Reputation: 41
Given an image (i.e. newspaper, scanned newspaper, magazine etc), how do I detect the region containing text? I only need to know the region and remove it, don't need to do text recognition.
The purpose is I want to remove these text areas so that it will speed up my feature extraction procedure as these text areas are meaningless for my application. Anyone know how to do this?

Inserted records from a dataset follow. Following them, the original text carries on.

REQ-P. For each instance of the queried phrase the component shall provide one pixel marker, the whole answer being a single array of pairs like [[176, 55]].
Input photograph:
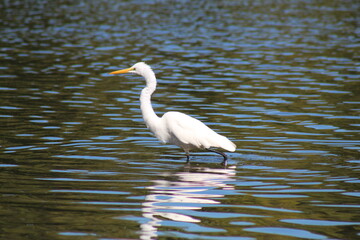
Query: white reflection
[[172, 199]]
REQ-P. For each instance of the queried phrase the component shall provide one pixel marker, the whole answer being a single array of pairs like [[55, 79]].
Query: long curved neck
[[150, 117]]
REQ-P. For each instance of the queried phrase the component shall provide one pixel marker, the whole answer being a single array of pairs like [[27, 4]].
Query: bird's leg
[[221, 153], [187, 157]]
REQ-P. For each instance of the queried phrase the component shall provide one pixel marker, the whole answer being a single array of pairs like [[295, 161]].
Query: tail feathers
[[224, 143]]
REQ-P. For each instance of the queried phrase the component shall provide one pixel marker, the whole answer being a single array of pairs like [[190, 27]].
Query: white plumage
[[175, 127]]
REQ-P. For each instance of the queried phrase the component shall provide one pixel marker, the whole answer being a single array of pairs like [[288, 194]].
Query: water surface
[[280, 79]]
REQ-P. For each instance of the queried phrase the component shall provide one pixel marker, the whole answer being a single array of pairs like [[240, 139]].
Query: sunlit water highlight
[[280, 79]]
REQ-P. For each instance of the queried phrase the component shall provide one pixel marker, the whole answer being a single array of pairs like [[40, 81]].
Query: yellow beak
[[122, 71]]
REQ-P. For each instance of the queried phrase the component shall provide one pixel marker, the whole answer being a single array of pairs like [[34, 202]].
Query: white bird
[[175, 127]]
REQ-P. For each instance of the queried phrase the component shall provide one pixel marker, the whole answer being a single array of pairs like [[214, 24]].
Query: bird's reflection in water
[[176, 198]]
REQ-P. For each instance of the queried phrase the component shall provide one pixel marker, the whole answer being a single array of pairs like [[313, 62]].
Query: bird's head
[[140, 68]]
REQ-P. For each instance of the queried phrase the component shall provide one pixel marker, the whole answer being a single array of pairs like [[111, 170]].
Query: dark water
[[279, 78]]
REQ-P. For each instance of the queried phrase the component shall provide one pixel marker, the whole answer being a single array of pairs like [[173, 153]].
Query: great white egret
[[175, 127]]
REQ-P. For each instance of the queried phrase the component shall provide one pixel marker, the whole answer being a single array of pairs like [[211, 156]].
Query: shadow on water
[[279, 78]]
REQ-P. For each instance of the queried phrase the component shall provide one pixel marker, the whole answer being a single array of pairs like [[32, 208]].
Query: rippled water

BTW, it will be good if this can be done in Matlab!
Best!
Upvotes: 4
Views: 2962
Reputation: 114786
You can use Stroke Width Transform (SWT) to highlight text regions. Using my mex implementation posted here, you can
img = imread('https://i.sstatic.net/Eyepc.jpg');
[swt swtcc] = SWT( img, 0, 10 );
Playing with internal parameters of the edge-map extraction and image filtering in SWT.m
can help you tweak the resulting mask to your needs.
To get this result:
I used these parameters for the edge map computation in SWT.m
:
edgeMap = single( edge( img, 'canny', [0.05 0.25] ) );
Upvotes: 2
Reputation: 1327
If your image is well binarized and you know the usual size of the text you could use the HorizontalRunLengthSmoothing and VerticalRunLengthSmoothing algorithms. They are implemented in the open source library Aforge.Net but it should be easy to reimplement them in Matlab. The intersection of the result image from these algorithm will give you a good indication that the region contains text, it is not perfect but it is fast.
Upvotes: 1
Reputation: 39389
This example in the Computer Vision System Toolbox in Matlab shows how to detect text using MSER regions.
Upvotes: 1
Reputation: 112
Text detection in natural images is an active area of research in computer vision community. U can refer to ICDAR papers. But in your case I think it should be simple enough. As you have text from newspaper or magazines, it should be of fixed size and horizontally oriented.
So, you can apply scanning window of a fixed size, say 32x32. Train it on ICDAR 2003 training dataset for positive windows having text in it. U can use a small feature set of color and gradients and train an SVM which would give a positive or negative result for a window having text or not.
For reference go to http://crypto.stanford.edu/~dwu4/ICDAR2011.pdf . For code, you can try their homepages
Upvotes: 1